Court Opinion

ID: 1205980
Source: CourtListenerOpinion
Date Created: 2013-10-30 04:59:47.034631+00
Date Added: 2024-06-11T15:42:47.175765
License: Public Domain

476 S.E.2d 263 (1996)
267 Ga. 166
BLAIR
v.
The STATE.
No. S96A1415.
Supreme Court of Georgia.
October 7, 1996.
Donald Eugene Strickland, Albany, for Blair.
Gary C. McCorvey, Asst. Dist. Atty., C. Paul Bowden, Dist. Atty., Tifton, Michael J. Bowers, Atty. Gen., Department of Law, Atlanta, Nancy Grey R. Brimberry, Asst. Dist. Atty., Tifton, Wesley S. Horney, Asst. Atty. Gen., Department of Law, Atlanta, for State.
FLETCHER, Presiding Justice.
A jury convicted Caleb Blair of malice murder in the stabbing death of David Ansley.[1] Blair appeals contending the trial court erred in sustaining the state's challenge to Blair's exercise of his peremptory strikes. Because Blair failed to provide a race and gender neutral, case-related, specific explanation for the exercise of his strikes, we affirm.

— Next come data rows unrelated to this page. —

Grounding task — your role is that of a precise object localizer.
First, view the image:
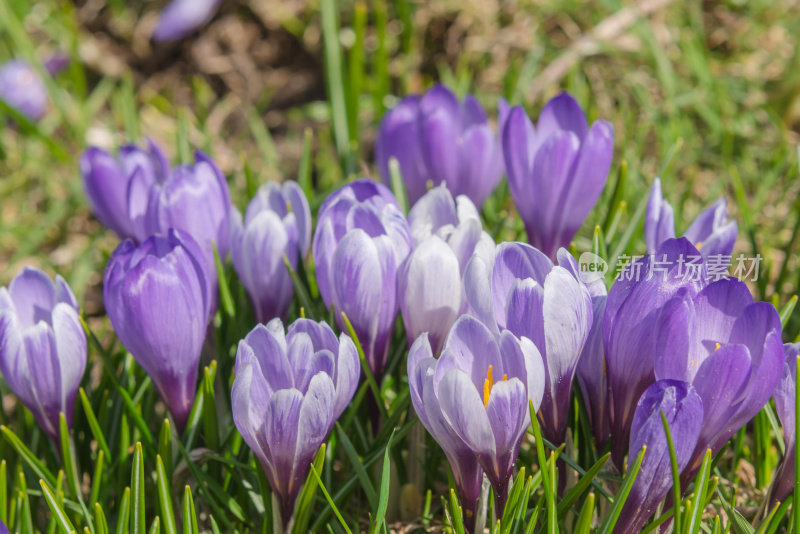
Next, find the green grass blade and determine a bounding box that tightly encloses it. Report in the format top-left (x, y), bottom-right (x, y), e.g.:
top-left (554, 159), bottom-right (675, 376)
top-left (598, 446), bottom-right (647, 534)
top-left (116, 487), bottom-right (131, 534)
top-left (131, 442), bottom-right (147, 534)
top-left (558, 452), bottom-right (611, 519)
top-left (311, 465), bottom-right (353, 534)
top-left (372, 431), bottom-right (395, 534)
top-left (183, 486), bottom-right (198, 534)
top-left (78, 388), bottom-right (111, 458)
top-left (156, 455), bottom-right (178, 534)
top-left (661, 411), bottom-right (682, 532)
top-left (39, 480), bottom-right (77, 534)
top-left (0, 425), bottom-right (56, 487)
top-left (575, 492), bottom-right (595, 534)
top-left (292, 443), bottom-right (326, 534)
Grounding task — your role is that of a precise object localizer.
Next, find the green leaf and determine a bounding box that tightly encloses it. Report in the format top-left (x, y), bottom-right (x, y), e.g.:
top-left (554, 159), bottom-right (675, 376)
top-left (39, 480), bottom-right (77, 534)
top-left (78, 388), bottom-right (112, 458)
top-left (183, 485), bottom-right (198, 534)
top-left (575, 492), bottom-right (594, 534)
top-left (685, 449), bottom-right (711, 534)
top-left (372, 432), bottom-right (395, 534)
top-left (320, 0), bottom-right (350, 166)
top-left (598, 446), bottom-right (647, 534)
top-left (292, 443), bottom-right (326, 534)
top-left (661, 411), bottom-right (682, 532)
top-left (336, 423), bottom-right (378, 510)
top-left (0, 425), bottom-right (56, 486)
top-left (528, 400), bottom-right (558, 534)
top-left (342, 312), bottom-right (389, 421)
top-left (211, 245), bottom-right (236, 317)
top-left (311, 464), bottom-right (353, 534)
top-left (131, 442), bottom-right (147, 534)
top-left (156, 454), bottom-right (178, 534)
top-left (558, 452), bottom-right (611, 519)
top-left (117, 487), bottom-right (131, 534)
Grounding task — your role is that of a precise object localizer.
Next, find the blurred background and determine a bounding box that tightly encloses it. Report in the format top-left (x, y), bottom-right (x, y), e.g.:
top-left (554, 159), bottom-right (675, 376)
top-left (0, 0), bottom-right (800, 339)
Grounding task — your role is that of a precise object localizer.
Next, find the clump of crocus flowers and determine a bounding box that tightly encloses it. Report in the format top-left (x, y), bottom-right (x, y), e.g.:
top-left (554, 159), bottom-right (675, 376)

1. The evidence showed that Blair and Ansley had both been drinking heavily when they got into an argument over Ansley's girlfriend. Witnesses testified that the two exchanged words and Ansley, who was unarmed, began to push Blair. In response to Ansley's pushing, Blair stabbed him three times and fled the scene. After reviewing the evidence in the light most favorable to the jury's determination of guilt, we conclude that a rational trier of fact could have found Blair guilty of the crime charged beyond a reasonable doubt.[2]
*264 2. After Blair used peremptory challenges to remove six of seven white female jurors, the state challenged the strikes, contending that they were racially and gender motivated in violation of Georgia v. McCollum[3] and J.E.B. v. Alabama.[4] After a careful review of the record, we conclude that Blair failed to offer race and gender neutral, case-related, specific explanations for three of the strikes.[5] As to the fourth strike, the state met its burden of showing that Blair's proffered reason was a pretext for discrimination by showing that he had failed to strike similarly situated jurors of a different race.[6] Therefore, the trial court did not err in sustaining the state's challenge and in returning the jurors to the jury panel.
Judgment affirmed.
All the Justices concur.
NOTES
[1]  The crime occurred July 9, 1995. A grand jury indicted Blair for malice and felony murder on October 9, 1995. After a jury trial, he was found guilty of malice murder on February 14, 1996 and given a life sentence. Blair filed a notice of appeal on March 13, 1996, and the case was docketed in this court on May 28, 1996 and submitted for decision without oral argument on July 22, 1996.
[2]  Jackson v. Virginia, 443 U.S. 307, 99 S. Ct. 2781, 61 L. Ed. 2d 560 (1979).
[3]  505 U.S. 42, 112 S. Ct. 2348, 120 L. Ed. 2d 33 (1992).
[4]  511 U.S. 127, 114 S. Ct. 1419, 128 L. Ed. 2d 89 (1994).
[5]  See Tedder v. State, 265 Ga. 900, 901, 463 S.E.2d 697 (1995); Jackson v. State, 265 Ga. 897, 463 S.E.2d 699 (1995).
[6]  See Jackson, 265 Ga. at 899, 463 S.E.2d 699.